Modern Painters
- Categories: Contemporary art
- Frequency: Monthly
- Founder: Peter Fuller
- Founded: 1987
- First issue: Spring 1988
- Company: Louise Blouin Media
- Country: United States
- Based in: New York City
- Language: English
- ISSN: 0953-6698

= Modern Painters (magazine) =

New York-based monthly art magazine

Modern Painters is a monthly art magazine. It was launched as a quarterly in the United Kingdom in 1987, and is now published in New York City by Louise Blouin Media.

==History==
The magazine was launched in England in 1987 by the art critic Peter Fuller, who was the editor until he died in a car accident in 1990. It was at first a quarterly; the first issue appeared in Spring 1988. Fuller's Associate Editor Karen Wright acquired the title from its original backers who included Bernard Jacobson of Bernard Jacobson Gallery and David Landau, founder and then editor of the scholarly journal, Print Quarterly. When the magazine was purchased by LTB Media in 2004, Wright was retained for a short period in a consultancy capacity, and its publishing operation was brought to New York City in June 2004. The first editor-in-chief under new ownership was Roger Tatley.

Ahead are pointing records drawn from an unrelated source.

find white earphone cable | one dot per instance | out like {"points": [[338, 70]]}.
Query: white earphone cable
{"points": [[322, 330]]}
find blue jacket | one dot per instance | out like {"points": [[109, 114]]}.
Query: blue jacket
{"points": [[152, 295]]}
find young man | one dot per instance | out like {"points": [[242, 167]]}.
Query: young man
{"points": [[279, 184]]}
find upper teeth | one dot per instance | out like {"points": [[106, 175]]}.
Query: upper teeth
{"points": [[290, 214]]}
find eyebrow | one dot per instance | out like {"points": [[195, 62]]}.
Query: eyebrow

David Bowie joined the editorial board in 1994.

Modern Painters is owned by Louise Blouin Media. In March 2016, Scott Indrisek was named editor-in-chief of the magazine, replacing Daniel Kunitz. Later 2017, most of the staff was renewed and new writers joined the magazine. The launch of new web services such as Blouin Shop contributed to better visibility worldwide.